Trzy punkty w sześciu meczach
Pogoń w sześciu ostatnich meczach wywalczyła trzy punkty, jako jedyny zespół w ekstraklasie nie wygrała meczu i zdobyła najmniej goli – zaledwie dwa. Kosta Runjaic w porównaniu z rundą jesienną nie może skorzystać z trzech najlepszych strzelców w drużynie i dwóch kolejnych będących dublerami. W ich miejsce pozyskano tylko Pawła Cibickiego.
Buksa, Spiridonovic i Kozulj zdobyli łącznie dla Pogoni w obecnym sezonie 16 goli, co stanowi 60 procent dorobku całej drużyny. Z graczy, którymi dysponuje szkoleniowiec, najlepszym strzelcem jest obecnie Cibicki, który dołączył do zespołu dopiero zimą. Spośród zawodników grających od początku sezonu najskuteczniejszymi zawodnikami są: Sebastian Kowalczyk i Hubert Matynia, którzy zdobyli po dwa gole.
Siła ofensywna w Pogoni istnieje jedynie teoretycznie, a mecz z Zagłębiem pokazał, że równie źle jest też z defensywą, choć ta w porównaniu z rundą jesienną przecież nie została osłabiona. Co prawda kontuzjowani w ostatnim meczu byli: Igor Łasicki i Konstantinos Triantafyllopoulos, ale ten pierwszy nie był piłkarzem podstawowym, a ten drugi po wyleczeniu kontuzji przez Malca wydawał się być drugim wyborem.
Będą zmiany
Kosta Runjaic po przegranym meczu z Zagłębiem zapowiedział zmiany, ale tak naprawdę przed sobotnim meczem z Cracovią nie ma wielkiego pola manewru. Do treningów powrócił Triantafyllopoulos, ale nie ma pewności, że podniesie jakość gry w defensywie. W swoich ostatnich meczach spisywał się bardzo źle. Jego forma jest mocną niewiadomą.
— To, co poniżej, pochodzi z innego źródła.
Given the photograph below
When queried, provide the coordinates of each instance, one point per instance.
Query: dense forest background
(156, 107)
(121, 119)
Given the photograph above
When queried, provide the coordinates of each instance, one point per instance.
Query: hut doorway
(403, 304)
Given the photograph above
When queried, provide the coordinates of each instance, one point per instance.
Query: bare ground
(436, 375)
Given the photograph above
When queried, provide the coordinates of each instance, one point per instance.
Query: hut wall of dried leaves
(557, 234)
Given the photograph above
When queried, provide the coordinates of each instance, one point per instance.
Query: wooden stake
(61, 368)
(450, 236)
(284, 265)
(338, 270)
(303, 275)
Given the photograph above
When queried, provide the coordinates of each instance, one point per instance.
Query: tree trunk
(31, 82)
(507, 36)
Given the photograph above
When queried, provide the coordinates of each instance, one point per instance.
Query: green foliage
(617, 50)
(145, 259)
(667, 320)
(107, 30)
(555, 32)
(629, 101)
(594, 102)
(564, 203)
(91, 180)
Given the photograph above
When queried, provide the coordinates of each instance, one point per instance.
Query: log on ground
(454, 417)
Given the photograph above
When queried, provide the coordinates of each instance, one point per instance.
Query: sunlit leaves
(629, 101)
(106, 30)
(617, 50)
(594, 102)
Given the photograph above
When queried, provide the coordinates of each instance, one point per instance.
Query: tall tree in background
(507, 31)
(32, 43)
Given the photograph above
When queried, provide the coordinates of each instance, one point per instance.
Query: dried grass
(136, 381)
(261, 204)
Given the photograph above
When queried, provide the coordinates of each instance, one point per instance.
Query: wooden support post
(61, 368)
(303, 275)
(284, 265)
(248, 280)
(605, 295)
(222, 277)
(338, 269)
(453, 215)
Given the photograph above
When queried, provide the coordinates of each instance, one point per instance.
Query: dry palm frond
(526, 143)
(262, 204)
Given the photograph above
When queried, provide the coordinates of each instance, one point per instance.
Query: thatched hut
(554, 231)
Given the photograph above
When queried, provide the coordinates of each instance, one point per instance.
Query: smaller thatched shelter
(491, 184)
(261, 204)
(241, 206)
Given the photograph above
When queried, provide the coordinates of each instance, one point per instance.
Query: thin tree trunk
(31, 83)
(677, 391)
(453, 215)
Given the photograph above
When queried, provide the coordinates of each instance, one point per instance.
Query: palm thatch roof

W sobotni wieczór pewnych roszad można spodziewać się w ofensywie. Santeri Hostikka i Adam Frączczak po raz kolejny nie zaprezentowali poziomu polskiej ekstraklasy. Od pierwszych minut powinni zagrać: Kamil Drygas i Hubert Turski, którzy dali dobre zmiany w poprzednim spotkaniu. Należy jednak pamiętać, że Drygas nie grał z powodu kontuzji przez dziesięć miesięcy, a Turski ma 17 lat i w meczu z Zagłębiem dopiero debiutował w ekstraklasie.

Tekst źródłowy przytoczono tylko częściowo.